InfiniteVGGT: Infinite-Horizon 3D Scene Transformer

Updated 8 January 2026

InfiniteVGGT is a causal visual geometry transformer that uses a fixed-size, diversity-pruned key-value cache to achieve infinite-horizon, real-time 3D scene understanding.
It incorporates an adaptive rolling memory mechanism that maintains an immutable anchor set and prunes redundant information, ensuring stable and efficient streaming inference.
Empirical evaluations on long-term 3D reconstruction benchmarks demonstrate InfiniteVGGT’s ability to maintain bounded error and minimal drift over unbounded frame sequences.

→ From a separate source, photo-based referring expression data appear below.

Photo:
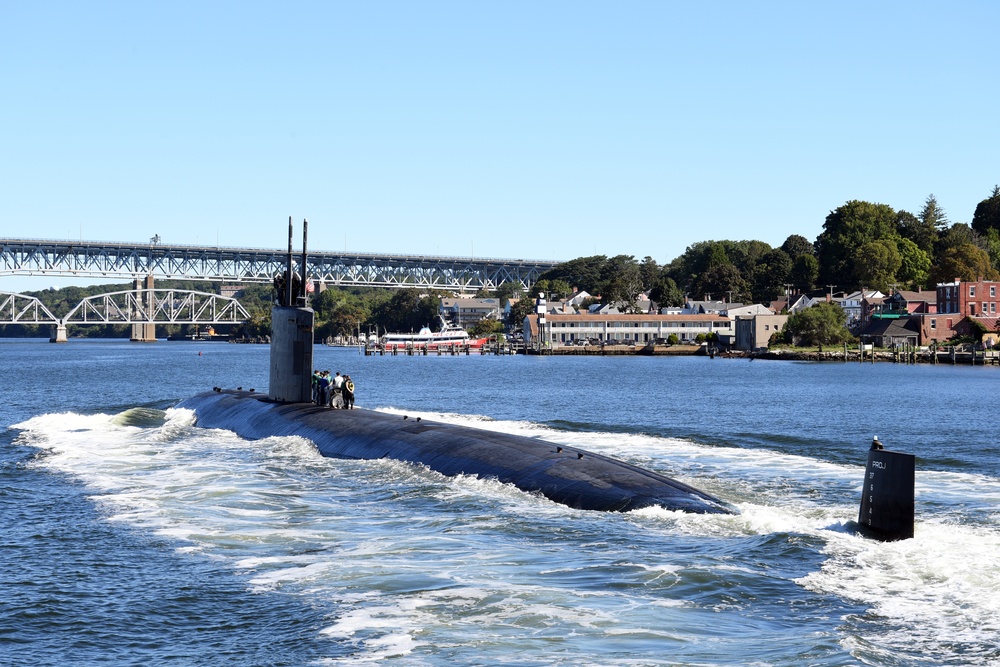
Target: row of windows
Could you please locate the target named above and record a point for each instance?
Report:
(972, 291)
(639, 325)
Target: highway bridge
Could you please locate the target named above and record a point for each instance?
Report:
(100, 259)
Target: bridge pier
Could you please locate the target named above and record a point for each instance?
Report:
(144, 332)
(59, 333)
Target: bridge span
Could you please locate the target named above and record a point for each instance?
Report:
(97, 259)
(143, 308)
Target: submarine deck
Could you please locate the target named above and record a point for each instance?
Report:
(571, 476)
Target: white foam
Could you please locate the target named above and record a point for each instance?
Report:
(287, 519)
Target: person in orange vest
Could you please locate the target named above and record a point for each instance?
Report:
(348, 391)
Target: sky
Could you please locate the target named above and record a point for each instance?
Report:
(535, 130)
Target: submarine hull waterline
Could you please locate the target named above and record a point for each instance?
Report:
(567, 475)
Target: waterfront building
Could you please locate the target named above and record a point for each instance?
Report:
(623, 329)
(973, 298)
(753, 331)
(465, 313)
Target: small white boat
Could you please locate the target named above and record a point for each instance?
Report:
(449, 336)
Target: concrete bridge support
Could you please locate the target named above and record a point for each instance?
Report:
(145, 332)
(59, 333)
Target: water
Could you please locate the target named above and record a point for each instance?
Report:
(133, 537)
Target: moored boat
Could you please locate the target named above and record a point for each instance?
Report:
(450, 335)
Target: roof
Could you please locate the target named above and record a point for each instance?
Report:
(903, 326)
(991, 323)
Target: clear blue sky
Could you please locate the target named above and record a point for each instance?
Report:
(547, 130)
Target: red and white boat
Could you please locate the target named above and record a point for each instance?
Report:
(449, 336)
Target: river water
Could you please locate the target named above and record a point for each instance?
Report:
(130, 536)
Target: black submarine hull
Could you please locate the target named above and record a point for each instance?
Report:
(573, 477)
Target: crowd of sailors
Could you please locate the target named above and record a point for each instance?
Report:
(333, 392)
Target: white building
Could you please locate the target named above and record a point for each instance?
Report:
(467, 312)
(641, 329)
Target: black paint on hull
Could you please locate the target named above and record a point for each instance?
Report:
(570, 476)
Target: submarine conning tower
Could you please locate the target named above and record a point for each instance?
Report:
(292, 325)
(887, 497)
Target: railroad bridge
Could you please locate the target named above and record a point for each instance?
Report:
(141, 307)
(97, 259)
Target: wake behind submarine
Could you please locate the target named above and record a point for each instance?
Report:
(573, 477)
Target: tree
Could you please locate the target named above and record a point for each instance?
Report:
(770, 276)
(520, 310)
(650, 273)
(915, 264)
(957, 235)
(876, 264)
(909, 226)
(987, 215)
(966, 262)
(846, 229)
(583, 273)
(665, 292)
(622, 282)
(933, 216)
(805, 272)
(823, 324)
(796, 245)
(993, 247)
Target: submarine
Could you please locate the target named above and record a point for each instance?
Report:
(574, 477)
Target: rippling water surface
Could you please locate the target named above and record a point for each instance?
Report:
(133, 537)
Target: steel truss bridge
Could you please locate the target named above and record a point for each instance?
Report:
(142, 308)
(124, 260)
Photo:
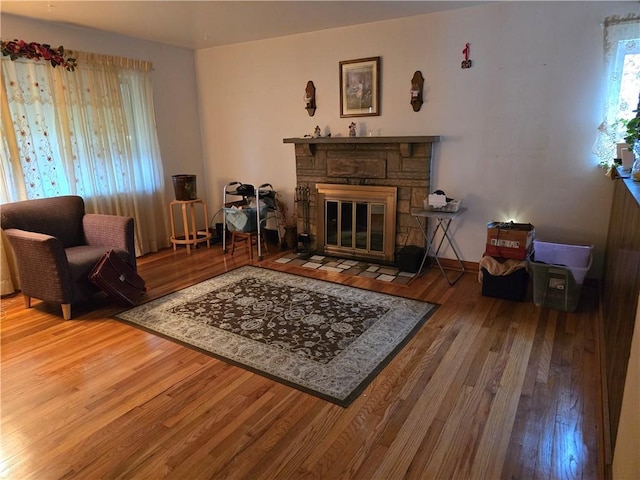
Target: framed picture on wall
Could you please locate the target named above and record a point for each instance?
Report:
(360, 87)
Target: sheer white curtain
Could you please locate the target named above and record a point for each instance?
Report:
(622, 63)
(90, 132)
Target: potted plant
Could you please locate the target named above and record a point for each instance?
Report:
(632, 138)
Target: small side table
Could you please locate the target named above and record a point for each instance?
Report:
(443, 221)
(191, 235)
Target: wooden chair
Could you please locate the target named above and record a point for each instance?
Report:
(249, 239)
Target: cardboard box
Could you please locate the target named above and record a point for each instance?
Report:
(510, 240)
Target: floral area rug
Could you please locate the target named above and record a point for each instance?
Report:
(326, 339)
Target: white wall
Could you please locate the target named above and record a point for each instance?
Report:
(517, 127)
(173, 79)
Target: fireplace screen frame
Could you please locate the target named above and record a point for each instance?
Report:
(358, 194)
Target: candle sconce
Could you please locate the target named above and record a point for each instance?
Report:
(417, 84)
(310, 98)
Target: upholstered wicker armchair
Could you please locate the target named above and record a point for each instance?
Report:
(56, 245)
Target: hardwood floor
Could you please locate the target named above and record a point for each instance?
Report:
(487, 389)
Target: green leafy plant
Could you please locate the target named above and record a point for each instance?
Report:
(632, 131)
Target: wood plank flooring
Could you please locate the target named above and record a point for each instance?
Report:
(487, 389)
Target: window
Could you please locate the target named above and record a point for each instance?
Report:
(622, 62)
(89, 132)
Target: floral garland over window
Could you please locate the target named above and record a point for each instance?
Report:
(37, 51)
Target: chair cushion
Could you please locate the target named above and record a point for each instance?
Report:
(60, 217)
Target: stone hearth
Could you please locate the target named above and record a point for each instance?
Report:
(402, 162)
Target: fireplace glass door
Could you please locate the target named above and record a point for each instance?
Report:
(355, 226)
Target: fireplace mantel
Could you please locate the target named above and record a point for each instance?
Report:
(405, 142)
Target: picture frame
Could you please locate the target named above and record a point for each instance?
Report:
(360, 87)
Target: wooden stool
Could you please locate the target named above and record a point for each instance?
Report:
(192, 236)
(248, 239)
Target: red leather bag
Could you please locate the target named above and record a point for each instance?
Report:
(118, 280)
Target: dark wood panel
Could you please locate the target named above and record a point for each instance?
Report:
(620, 288)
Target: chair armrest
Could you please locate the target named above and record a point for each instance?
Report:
(112, 231)
(42, 265)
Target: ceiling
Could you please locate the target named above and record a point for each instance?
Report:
(202, 24)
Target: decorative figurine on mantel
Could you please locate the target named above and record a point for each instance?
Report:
(466, 63)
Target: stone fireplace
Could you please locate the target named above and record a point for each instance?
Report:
(334, 165)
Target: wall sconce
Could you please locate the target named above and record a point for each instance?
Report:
(310, 98)
(417, 83)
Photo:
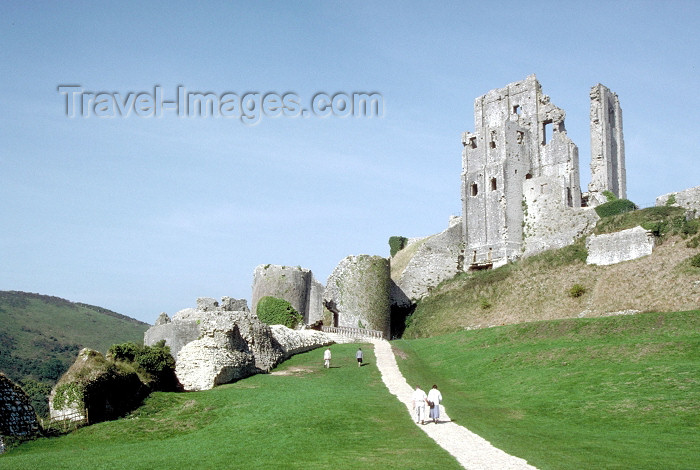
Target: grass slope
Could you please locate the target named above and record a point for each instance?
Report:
(40, 335)
(538, 287)
(307, 417)
(616, 393)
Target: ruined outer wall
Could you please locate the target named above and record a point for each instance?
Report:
(315, 305)
(607, 145)
(688, 199)
(438, 258)
(17, 416)
(360, 286)
(284, 282)
(620, 246)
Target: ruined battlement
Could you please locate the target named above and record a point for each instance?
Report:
(520, 172)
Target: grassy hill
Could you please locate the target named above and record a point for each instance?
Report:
(40, 336)
(616, 393)
(302, 416)
(559, 283)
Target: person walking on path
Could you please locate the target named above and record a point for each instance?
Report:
(434, 399)
(419, 398)
(327, 358)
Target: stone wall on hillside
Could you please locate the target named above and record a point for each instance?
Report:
(620, 246)
(688, 199)
(17, 416)
(184, 326)
(235, 345)
(547, 223)
(437, 258)
(358, 292)
(296, 285)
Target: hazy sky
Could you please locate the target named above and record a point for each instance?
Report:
(145, 214)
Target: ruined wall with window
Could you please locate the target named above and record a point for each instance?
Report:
(521, 190)
(607, 146)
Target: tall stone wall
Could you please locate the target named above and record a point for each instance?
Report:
(519, 135)
(620, 246)
(547, 223)
(521, 191)
(608, 171)
(435, 259)
(17, 416)
(296, 285)
(359, 288)
(688, 199)
(185, 324)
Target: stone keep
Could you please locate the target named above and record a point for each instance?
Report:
(520, 163)
(357, 292)
(607, 146)
(296, 285)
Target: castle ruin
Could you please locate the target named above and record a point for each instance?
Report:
(520, 189)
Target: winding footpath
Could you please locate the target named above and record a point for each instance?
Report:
(470, 450)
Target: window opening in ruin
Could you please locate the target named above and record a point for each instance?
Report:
(545, 126)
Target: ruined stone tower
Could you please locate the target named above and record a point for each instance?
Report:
(519, 135)
(521, 189)
(607, 146)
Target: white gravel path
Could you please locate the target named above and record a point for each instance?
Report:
(470, 450)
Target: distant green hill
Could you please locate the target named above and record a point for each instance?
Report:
(40, 336)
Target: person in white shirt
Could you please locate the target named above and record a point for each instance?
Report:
(419, 398)
(358, 356)
(434, 399)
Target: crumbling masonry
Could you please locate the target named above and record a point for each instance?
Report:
(521, 190)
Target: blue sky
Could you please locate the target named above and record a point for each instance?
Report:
(143, 215)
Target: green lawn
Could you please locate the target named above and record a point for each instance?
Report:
(314, 418)
(606, 393)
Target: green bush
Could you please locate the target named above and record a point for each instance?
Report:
(397, 244)
(614, 207)
(154, 363)
(577, 290)
(274, 311)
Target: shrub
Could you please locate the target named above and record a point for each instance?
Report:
(577, 290)
(396, 244)
(154, 363)
(617, 206)
(274, 311)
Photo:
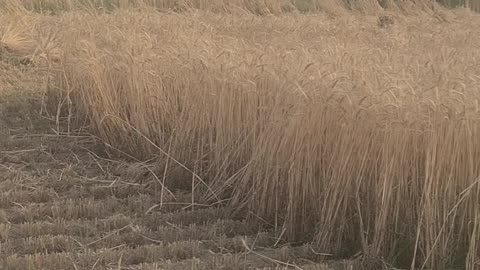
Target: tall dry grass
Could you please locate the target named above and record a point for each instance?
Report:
(331, 130)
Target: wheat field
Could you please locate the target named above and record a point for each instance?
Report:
(347, 129)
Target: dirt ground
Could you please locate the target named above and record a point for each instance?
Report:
(65, 205)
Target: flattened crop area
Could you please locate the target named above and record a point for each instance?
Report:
(62, 206)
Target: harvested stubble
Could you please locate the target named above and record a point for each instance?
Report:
(364, 137)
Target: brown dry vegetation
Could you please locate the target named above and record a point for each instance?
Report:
(355, 133)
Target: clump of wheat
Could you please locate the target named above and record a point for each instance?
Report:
(326, 129)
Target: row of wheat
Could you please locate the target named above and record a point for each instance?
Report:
(331, 130)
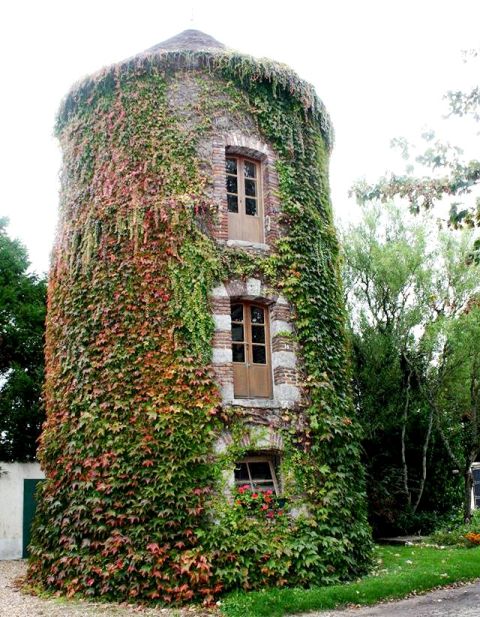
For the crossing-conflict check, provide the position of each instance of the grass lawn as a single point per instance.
(400, 571)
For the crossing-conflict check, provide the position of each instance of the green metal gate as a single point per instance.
(29, 506)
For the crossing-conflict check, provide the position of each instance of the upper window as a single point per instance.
(244, 192)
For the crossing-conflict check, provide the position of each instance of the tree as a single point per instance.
(410, 291)
(22, 316)
(439, 174)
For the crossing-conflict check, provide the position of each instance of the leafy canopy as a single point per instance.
(22, 316)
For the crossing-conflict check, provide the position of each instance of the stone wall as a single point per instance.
(12, 476)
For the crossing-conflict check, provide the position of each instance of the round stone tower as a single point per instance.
(199, 432)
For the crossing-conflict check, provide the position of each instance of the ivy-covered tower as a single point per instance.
(199, 432)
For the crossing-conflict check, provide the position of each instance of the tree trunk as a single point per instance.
(467, 495)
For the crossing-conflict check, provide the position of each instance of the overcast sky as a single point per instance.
(381, 67)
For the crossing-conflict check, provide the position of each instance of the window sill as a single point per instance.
(257, 246)
(264, 403)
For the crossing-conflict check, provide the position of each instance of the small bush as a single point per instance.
(459, 533)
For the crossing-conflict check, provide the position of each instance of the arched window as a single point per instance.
(244, 198)
(258, 472)
(251, 354)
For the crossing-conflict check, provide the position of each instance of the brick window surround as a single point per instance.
(235, 143)
(286, 392)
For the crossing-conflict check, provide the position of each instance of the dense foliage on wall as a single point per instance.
(134, 505)
(22, 318)
(415, 347)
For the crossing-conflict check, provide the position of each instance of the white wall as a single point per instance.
(12, 476)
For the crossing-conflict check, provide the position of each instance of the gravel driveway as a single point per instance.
(14, 603)
(460, 602)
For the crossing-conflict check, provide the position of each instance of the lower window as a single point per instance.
(258, 472)
(252, 373)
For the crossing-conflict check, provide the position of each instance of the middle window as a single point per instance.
(252, 371)
(245, 208)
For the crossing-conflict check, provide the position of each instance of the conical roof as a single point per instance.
(188, 40)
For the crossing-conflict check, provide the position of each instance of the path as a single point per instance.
(459, 602)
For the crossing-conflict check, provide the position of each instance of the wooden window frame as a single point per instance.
(248, 346)
(243, 226)
(265, 458)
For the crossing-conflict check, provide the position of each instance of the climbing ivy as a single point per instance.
(134, 506)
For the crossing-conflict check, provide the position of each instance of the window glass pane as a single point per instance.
(249, 169)
(238, 353)
(256, 314)
(232, 203)
(236, 312)
(237, 332)
(260, 470)
(231, 166)
(241, 473)
(251, 206)
(250, 188)
(232, 184)
(258, 354)
(258, 334)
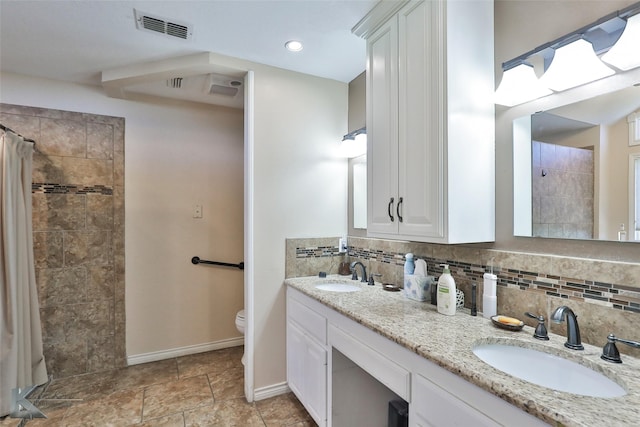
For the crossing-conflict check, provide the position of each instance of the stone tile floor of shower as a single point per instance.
(205, 389)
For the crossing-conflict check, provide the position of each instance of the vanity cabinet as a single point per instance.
(307, 357)
(345, 374)
(435, 407)
(430, 121)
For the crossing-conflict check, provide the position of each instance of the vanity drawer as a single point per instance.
(312, 323)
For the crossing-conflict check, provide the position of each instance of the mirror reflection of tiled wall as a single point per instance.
(604, 294)
(78, 223)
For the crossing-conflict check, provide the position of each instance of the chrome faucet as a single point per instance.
(354, 270)
(573, 331)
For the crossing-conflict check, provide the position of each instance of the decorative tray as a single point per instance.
(508, 323)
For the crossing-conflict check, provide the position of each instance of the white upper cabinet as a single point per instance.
(430, 121)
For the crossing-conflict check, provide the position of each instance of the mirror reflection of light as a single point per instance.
(625, 54)
(573, 65)
(519, 85)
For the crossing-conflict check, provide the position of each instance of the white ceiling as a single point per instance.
(76, 41)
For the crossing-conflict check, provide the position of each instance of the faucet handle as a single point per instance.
(372, 281)
(610, 352)
(541, 330)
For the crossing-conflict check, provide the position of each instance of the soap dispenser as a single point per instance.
(446, 292)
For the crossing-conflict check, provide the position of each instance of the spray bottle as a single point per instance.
(446, 292)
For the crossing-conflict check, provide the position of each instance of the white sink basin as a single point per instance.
(548, 370)
(337, 287)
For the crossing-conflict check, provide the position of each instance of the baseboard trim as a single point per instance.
(271, 391)
(183, 351)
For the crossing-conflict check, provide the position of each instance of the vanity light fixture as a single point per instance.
(293, 46)
(574, 59)
(625, 53)
(574, 64)
(519, 85)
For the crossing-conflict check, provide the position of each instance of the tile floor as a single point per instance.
(205, 389)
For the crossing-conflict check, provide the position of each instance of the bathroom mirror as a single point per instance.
(575, 170)
(358, 196)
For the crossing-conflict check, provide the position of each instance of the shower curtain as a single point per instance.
(21, 353)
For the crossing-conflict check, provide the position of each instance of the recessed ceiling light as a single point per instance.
(293, 46)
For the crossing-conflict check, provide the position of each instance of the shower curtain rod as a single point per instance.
(6, 129)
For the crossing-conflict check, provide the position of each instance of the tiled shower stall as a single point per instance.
(78, 224)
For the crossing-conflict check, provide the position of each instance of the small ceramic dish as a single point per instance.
(507, 326)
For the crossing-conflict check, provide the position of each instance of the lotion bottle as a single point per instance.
(489, 296)
(446, 293)
(622, 234)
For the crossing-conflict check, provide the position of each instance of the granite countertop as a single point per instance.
(448, 342)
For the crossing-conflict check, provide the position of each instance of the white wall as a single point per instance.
(300, 191)
(176, 155)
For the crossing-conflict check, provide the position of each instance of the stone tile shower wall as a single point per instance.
(78, 223)
(562, 191)
(605, 295)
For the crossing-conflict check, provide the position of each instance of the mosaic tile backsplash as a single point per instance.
(78, 227)
(526, 282)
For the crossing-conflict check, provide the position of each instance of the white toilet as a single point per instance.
(240, 327)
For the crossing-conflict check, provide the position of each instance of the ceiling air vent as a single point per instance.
(218, 84)
(148, 22)
(175, 82)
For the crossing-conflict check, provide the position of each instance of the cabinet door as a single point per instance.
(432, 406)
(307, 371)
(421, 118)
(296, 349)
(316, 381)
(382, 129)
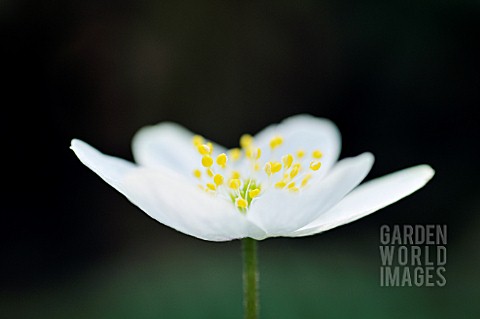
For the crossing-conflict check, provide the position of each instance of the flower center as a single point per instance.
(242, 182)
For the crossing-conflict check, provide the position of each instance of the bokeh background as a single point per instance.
(400, 79)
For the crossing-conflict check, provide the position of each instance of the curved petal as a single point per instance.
(167, 145)
(303, 132)
(169, 198)
(370, 197)
(280, 213)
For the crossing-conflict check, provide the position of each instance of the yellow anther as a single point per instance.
(222, 160)
(234, 183)
(280, 184)
(235, 174)
(203, 149)
(287, 160)
(209, 172)
(197, 140)
(197, 173)
(295, 170)
(246, 140)
(300, 154)
(253, 153)
(241, 203)
(268, 168)
(315, 165)
(235, 154)
(276, 167)
(317, 154)
(306, 179)
(254, 193)
(276, 142)
(207, 161)
(218, 179)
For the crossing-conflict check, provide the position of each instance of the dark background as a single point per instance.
(400, 79)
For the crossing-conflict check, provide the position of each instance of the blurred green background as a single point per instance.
(400, 79)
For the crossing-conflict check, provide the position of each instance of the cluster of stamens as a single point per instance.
(219, 176)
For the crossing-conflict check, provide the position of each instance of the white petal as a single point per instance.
(279, 212)
(370, 197)
(167, 145)
(169, 198)
(303, 132)
(109, 168)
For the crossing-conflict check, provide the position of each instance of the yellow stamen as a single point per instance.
(314, 165)
(218, 179)
(207, 161)
(254, 193)
(235, 154)
(241, 203)
(235, 174)
(222, 160)
(317, 154)
(234, 183)
(246, 140)
(209, 172)
(276, 167)
(197, 173)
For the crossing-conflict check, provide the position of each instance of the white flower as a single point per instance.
(284, 182)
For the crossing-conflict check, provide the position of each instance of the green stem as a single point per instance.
(250, 278)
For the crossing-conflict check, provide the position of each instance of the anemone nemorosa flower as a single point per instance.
(285, 181)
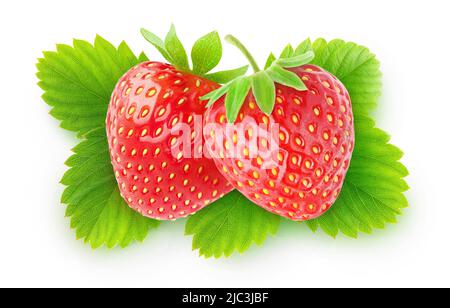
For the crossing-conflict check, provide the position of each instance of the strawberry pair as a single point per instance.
(179, 141)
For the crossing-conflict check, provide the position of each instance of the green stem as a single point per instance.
(234, 41)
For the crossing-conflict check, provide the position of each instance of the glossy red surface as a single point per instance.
(156, 176)
(303, 177)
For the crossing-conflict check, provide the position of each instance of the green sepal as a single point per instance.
(157, 42)
(270, 60)
(303, 47)
(288, 52)
(286, 78)
(176, 50)
(264, 91)
(206, 53)
(236, 96)
(224, 77)
(214, 96)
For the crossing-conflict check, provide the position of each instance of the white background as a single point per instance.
(409, 37)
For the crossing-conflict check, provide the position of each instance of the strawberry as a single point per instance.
(151, 130)
(292, 159)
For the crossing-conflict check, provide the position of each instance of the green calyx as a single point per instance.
(262, 83)
(206, 55)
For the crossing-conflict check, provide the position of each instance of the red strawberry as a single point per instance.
(154, 179)
(304, 177)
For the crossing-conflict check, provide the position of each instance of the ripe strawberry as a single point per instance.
(149, 101)
(304, 177)
(151, 129)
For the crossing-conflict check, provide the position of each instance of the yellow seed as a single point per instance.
(151, 92)
(161, 112)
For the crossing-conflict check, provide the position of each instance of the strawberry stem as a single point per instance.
(234, 41)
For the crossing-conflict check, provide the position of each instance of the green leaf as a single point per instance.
(224, 77)
(231, 224)
(270, 60)
(176, 50)
(157, 42)
(78, 81)
(97, 211)
(356, 67)
(206, 53)
(235, 97)
(287, 78)
(264, 91)
(288, 52)
(373, 191)
(372, 195)
(297, 60)
(303, 48)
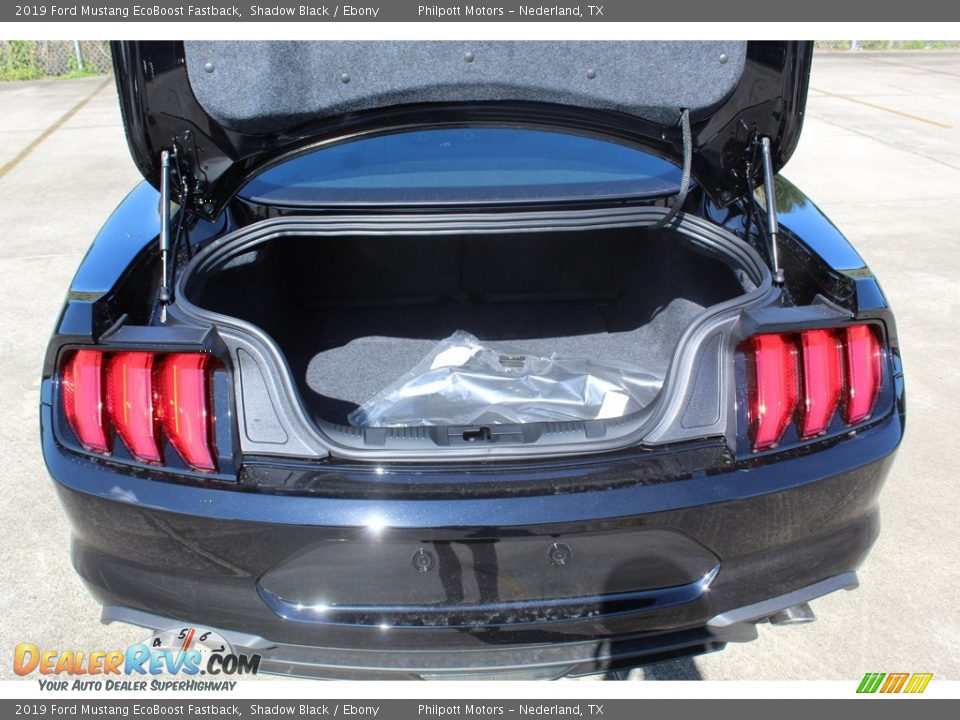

InfiniteVGGT is a causal visual geometry transformer architecture that achieves infinite-horizon, real-time 3D scene understanding by introducing a rolling, bounded memory for multi-head self-attention. It addresses the fundamental scalability barrier posed by traditional Vision Gated Generative Transformers (VGGT), which, while effective in batch mode, are unsuitable for persistent, live operation due to unbounded growth in memory and compute. InfiniteVGGT integrates a fixed-size, diversity-pruned key-value (KV) cache into the causal transformer framework, enabling efficient streaming inference without catastrophic drift, while remaining compatible with hardware-efficient attention implementations such as FlashAttention. Its efficacy is demonstrated on the Long3D benchmark, comprising sequences up to 10,000 frames, setting a new standard for long-term stability in large-scale 3D geometry estimation (Dinya et al., 20 Nov 2025, Yuan et al., 5 Jan 2026).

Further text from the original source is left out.